11/18/2012 7:00 am EST
In volatile markets, stops will often get hit and then the market will reverse. Dan Collins from Futures magazine discusses using options to limit risk instead of stops.
My guest today is Dan Collins of Futures magazine, and we’re talking about using options as a hedging tool and as a risk management tool, rather than stops, so Dan, talk about this strategy.
Okay well, it’s not a strategy specifically, but it’s a tool—it’s another one of the tools that options provides, because if you see—I know when we’re going to hear this, but this is a day after the Fed did their Quantitative Easing 3 and a lot of markets whipsawed, which you see in a lot of actions, and that will have the effect of taking you out of a position that may have been profitable. One of the benefits of options is you can use it as a risk management tool, where you have that protection where you’re not necessarily stopping yourself out, so you still maintain your opportunity and you can limit your loss to a certain area.

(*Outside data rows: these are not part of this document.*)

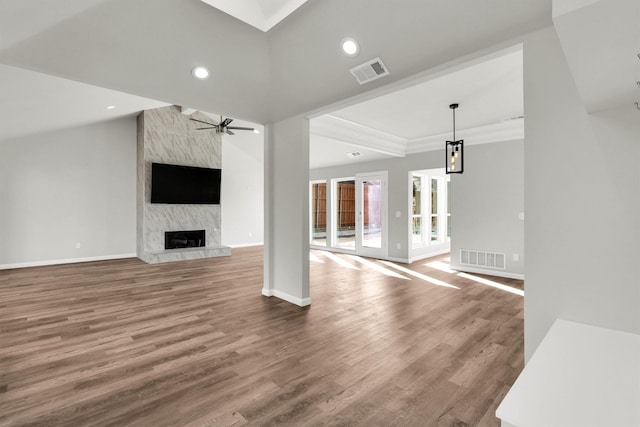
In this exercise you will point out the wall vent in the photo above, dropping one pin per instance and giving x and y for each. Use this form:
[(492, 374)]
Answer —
[(369, 71), (483, 259)]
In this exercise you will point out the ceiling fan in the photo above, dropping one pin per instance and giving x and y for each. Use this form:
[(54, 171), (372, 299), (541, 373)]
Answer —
[(222, 127)]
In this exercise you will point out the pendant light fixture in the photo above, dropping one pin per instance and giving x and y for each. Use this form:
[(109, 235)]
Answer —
[(454, 149)]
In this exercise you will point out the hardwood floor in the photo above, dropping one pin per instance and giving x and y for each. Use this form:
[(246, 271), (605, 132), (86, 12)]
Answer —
[(193, 343)]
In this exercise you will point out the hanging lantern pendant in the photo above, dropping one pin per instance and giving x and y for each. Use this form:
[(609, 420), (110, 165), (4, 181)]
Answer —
[(454, 149)]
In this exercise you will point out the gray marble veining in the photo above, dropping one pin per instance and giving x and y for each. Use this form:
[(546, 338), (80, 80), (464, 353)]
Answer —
[(167, 136)]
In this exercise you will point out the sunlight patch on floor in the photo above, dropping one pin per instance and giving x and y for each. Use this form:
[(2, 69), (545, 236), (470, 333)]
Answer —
[(338, 260), (442, 266), (419, 275), (377, 267), (492, 284)]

All right, give us an example of maybe an XYZ stock at 20 and using options as a stop loss, just garden-variety strategy here.
Well, I mean, mainly what that would be doing is buying puts, which puts a floor under your stop, and if it hits there, it may be out in the future, so you’re covered, but if it comes back and you’re not stopped out. Now, in futures, you have a stop, and if there’s a big announcement, not only are you stopped out, but sometimes you’re stopped out not at a worse price, because a stop just turns into a market order, so it just gives you a little bit of extra flexibility.

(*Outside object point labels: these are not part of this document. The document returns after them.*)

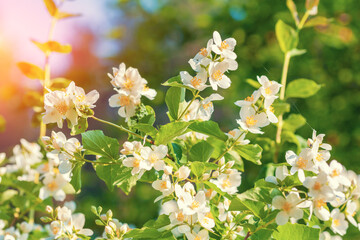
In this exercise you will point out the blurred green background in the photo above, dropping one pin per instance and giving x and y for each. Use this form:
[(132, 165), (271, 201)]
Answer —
[(159, 36)]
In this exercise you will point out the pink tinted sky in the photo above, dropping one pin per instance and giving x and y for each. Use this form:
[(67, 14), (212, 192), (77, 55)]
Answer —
[(22, 20)]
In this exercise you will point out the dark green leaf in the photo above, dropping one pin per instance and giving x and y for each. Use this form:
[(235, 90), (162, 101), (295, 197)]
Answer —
[(302, 88)]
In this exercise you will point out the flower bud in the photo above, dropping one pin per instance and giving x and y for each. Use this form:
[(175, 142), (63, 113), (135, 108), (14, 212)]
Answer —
[(215, 174), (206, 176), (49, 209), (230, 164), (108, 230), (222, 161), (109, 214), (168, 170)]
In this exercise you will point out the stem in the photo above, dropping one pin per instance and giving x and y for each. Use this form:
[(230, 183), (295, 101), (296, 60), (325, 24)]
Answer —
[(228, 149), (47, 79), (282, 96), (303, 20), (187, 107), (122, 129)]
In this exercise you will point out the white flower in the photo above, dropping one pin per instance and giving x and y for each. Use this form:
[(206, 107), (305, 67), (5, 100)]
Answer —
[(53, 184), (327, 236), (137, 163), (131, 148), (80, 98), (350, 212), (163, 185), (248, 101), (268, 89), (337, 174), (338, 223), (319, 186), (207, 107), (281, 173), (224, 48), (252, 121), (183, 172), (228, 182), (202, 58), (126, 102), (206, 220), (235, 134), (198, 82), (300, 163), (202, 235), (59, 106), (78, 221), (288, 208), (217, 76), (154, 156)]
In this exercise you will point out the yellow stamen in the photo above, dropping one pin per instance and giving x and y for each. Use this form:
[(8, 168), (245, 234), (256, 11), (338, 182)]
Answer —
[(301, 163), (62, 107), (217, 75), (224, 45), (195, 82), (124, 100), (203, 52), (250, 121)]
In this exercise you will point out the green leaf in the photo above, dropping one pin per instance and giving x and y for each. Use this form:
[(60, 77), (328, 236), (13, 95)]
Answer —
[(317, 21), (174, 96), (286, 36), (296, 52), (296, 232), (209, 128), (197, 168), (254, 199), (294, 122), (201, 151), (253, 83), (176, 82), (280, 108), (302, 88), (76, 177), (251, 152), (170, 131), (115, 174), (146, 129), (80, 127), (97, 143)]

All right, let’s talk about strike prices and expirations. Do I want the closest expiration and how close in the money and out of the money should I be?
Well, it depends on what you’re doing. If you’re using it as a risk management tool, you’re setting your limit, your price by buying a put or a call above or below the market, but what we are seeing is kind of a growing sophistication in the use of options and to give you an example, in our October issue we examine the hot new CTA’s. Every one of them is an option trader and they’re not your flat out option writers like we’ve seen in the past, which is a good program if done right, but it can be a little bit scary. The joke is you’re always picking up nickels in front of a steamroller and what we’re seeing is today’s option traders are not just doing the flat out option writing, they’re doing more of that--I kind of coin it as a volatility value trade where they’re going to sell the options when the premium is high, but they can offset as a hedge, but not only as a hedge by buying options if the premiums are depressed.
What do you think has led to this more interesting option? Is it just the evolution of the retail trader that they’re getting more sophisticated?
I think so. I mean, we’ve been doing your shows for a long time and we’re kind of seeing the level of sophistication rise because options, some people say they’re safer, but they could be more risky if you don’t understand it and they’re definitely more complex. A lot of people like to say it’s playing chess instead of checkers, and the good thing about options is you can define your risk on either side of the market. The bad thing is that sometimes a little bit of knowledge can hurt you because working on the floor I’d always recall people would always call me and say, the market went here, my option didn’t move the way it was supposed to. Well, they were being economical and purchasing further out of the money options and the delta was not there, so it didn’t move with the market and they got upset, but it’s a great tool.